Note on the existence of classical solutions of derivative semilinear models for one dimensional wave equation
Yuki Haruyama, Takiko Sasaki, Hiroyuki Takamura
TL;DR
The work analyzes the lifespan of classical solutions to the 1D derivative semilinear wave equation with product-type nonlinearity $|u_t|^p|u_x|^q$ under small data. It employs a fixed-point iteration on the integral representation involving the operators $L$, $L'$, and $\overline{L'}$ to derive a lower bound on the lifespan, yielding $T(\varepsilon)\ge c\varepsilon^{-(p+q-1)}$ for $p>1$, $q>1$. A complementary blow-up analysis for the special model $u_{tt}-u_{xx}=|u_t\pm u_x|^{p-1}(u_t\pm u_x)$ shows an upper bound $T(\varepsilon)\le C\varepsilon^{-(p-1)}$, with sharpness in certain regimes, illustrating the optimal exponent behavior. Overall, the results extend known single-component cases to multi-term derivative nonlinearities in one dimension and inform the structure of the blow-up boundary in relation to Takamura’s work on nonlinear wave equations.
Abstract
This note is a supplement with a new result to the review paper by Takamura [13] on nonlinear wave equations in one space dimension.
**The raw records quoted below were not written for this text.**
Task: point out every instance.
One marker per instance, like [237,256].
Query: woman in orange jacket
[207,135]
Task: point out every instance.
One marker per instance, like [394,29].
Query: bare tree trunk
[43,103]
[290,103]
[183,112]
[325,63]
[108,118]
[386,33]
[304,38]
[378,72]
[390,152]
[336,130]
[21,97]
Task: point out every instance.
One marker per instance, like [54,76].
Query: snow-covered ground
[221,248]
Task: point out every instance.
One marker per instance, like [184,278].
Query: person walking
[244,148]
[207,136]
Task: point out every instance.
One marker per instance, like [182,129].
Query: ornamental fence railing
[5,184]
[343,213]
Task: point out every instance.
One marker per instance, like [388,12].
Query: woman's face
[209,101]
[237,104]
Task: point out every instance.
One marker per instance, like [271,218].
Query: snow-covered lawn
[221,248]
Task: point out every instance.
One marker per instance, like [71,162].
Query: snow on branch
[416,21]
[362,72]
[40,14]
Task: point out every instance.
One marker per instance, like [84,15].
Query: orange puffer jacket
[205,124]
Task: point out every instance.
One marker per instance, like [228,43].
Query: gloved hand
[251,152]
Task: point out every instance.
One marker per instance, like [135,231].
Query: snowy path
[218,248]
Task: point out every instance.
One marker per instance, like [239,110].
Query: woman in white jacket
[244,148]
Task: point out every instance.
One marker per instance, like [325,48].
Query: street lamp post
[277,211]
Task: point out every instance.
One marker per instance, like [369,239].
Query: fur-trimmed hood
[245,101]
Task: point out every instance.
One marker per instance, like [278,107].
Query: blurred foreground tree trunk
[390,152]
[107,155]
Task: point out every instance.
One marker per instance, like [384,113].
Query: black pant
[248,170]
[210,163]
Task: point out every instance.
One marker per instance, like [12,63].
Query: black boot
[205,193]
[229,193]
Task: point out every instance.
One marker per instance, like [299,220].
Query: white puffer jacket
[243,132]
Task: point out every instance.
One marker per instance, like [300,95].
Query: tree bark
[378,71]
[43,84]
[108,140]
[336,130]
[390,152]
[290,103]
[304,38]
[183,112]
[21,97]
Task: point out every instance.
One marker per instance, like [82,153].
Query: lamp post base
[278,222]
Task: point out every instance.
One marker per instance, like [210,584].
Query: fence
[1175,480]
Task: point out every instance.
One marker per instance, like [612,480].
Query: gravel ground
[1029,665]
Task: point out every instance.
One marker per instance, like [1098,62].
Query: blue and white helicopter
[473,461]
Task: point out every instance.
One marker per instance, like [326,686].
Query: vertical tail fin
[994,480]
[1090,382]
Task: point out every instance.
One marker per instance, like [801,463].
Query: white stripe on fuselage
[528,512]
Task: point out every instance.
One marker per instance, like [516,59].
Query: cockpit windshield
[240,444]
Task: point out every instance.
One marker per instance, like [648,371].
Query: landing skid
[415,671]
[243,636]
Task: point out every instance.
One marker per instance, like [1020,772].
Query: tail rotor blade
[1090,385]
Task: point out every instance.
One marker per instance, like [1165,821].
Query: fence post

We are focusing here to the long-time existence of classical solutions of semilinear wave equations in one space dimension, especially with derivative nonlinear terms of product-type. Our result is an extension of the single component case, but it is meaningful to provide models as possible as many to cover the optimality of the general theory. The proof is based on the classical iteration argument of the point-wise estimate of the solution.